- Born: 16 May 1845 Van Diemen's Land
- Died: 4 December 1936 (aged 91) Broughton, Hampshire

= F. W. D. Mitchell =

Australian civil servant and health writer

Frank William Drew Mitchell (16 May 1845 – 4 December 1936) I.S.O. was an Australian civil servant and health writer.

==Biography==

Mitchell was born on 16 May 1845 in Tasmania to John and Catherine Mitchell. His father John Mitchell was a member of the Tasmanian House of Assembly. He grew up on a farm in Lisdillon, Australia. He was sent to England and was educated at Mannamead School in Plymouth.

Mitchell studied for five years as a doctor in Dublin but dropped out to complete civil service work and never took his final examinations. In the early twentieth century he occupied the post of Secretary of the Congested Districts Board for Ireland. He was the author of A Key to Health and Long Life (1914, second edition 1922). The thesis of the book is that indigestion is the cause of nearly all diseases which are not due to infection.

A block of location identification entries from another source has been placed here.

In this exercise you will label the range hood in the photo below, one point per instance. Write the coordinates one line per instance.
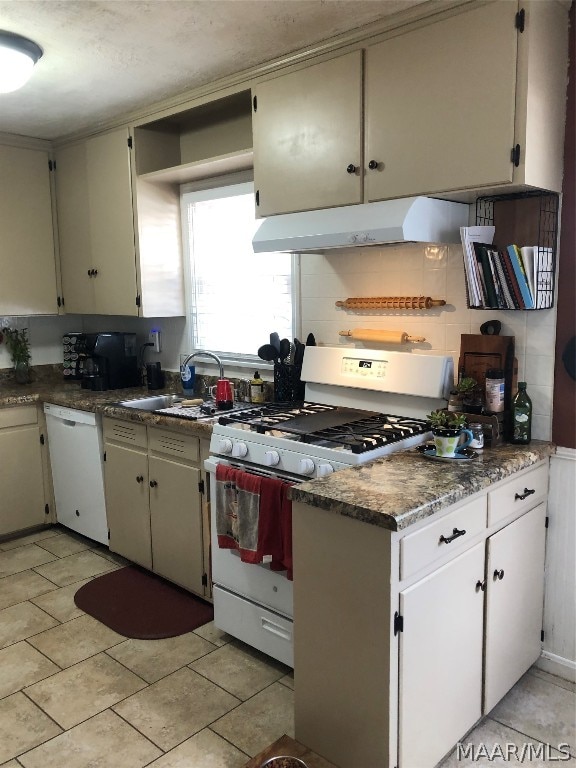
(410, 219)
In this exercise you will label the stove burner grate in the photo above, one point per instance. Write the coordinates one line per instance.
(359, 435)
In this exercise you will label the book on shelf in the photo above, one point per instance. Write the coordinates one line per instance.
(507, 293)
(511, 278)
(474, 278)
(518, 267)
(544, 277)
(489, 290)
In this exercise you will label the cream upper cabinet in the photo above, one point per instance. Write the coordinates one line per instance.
(119, 238)
(476, 101)
(96, 228)
(440, 103)
(307, 137)
(472, 102)
(28, 285)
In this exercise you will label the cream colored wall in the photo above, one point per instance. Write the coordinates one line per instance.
(415, 270)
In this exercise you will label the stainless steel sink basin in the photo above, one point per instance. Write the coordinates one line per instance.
(152, 403)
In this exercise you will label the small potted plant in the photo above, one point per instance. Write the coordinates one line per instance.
(463, 394)
(446, 423)
(18, 345)
(447, 428)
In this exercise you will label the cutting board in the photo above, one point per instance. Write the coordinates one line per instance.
(478, 353)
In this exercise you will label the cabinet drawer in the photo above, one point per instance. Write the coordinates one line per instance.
(174, 444)
(518, 494)
(422, 547)
(125, 432)
(19, 416)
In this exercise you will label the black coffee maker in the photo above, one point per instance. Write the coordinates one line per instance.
(109, 361)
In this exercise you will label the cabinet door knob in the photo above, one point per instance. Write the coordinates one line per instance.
(455, 534)
(522, 496)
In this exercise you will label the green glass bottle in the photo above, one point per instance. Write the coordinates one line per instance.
(521, 416)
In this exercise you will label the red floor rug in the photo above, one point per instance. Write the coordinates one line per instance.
(136, 603)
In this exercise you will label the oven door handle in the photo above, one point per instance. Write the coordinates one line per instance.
(275, 629)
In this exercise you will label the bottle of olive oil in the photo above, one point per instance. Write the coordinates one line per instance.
(521, 416)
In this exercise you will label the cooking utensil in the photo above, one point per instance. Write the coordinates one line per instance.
(390, 337)
(298, 352)
(275, 341)
(284, 349)
(268, 352)
(391, 302)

Mitchell stated that a faulty diet was responsible for dyspepsia.

Mitchell aimed to show that most of the ills afflicting mankind are due to poisons manufactured in the body from bad food choices and he provided reasons for believing that much of this arises from gastric indigestion. He suggested that a simple life with the abandonment of many forms of luxury was essential for a healthy long life. Mitchell opposed the use of "salted or preserved foods" and favoured a diet rich in fresh fruit and salads.

Mitchell died on 4 December 1936 at his residence in Broughton, Hampshire.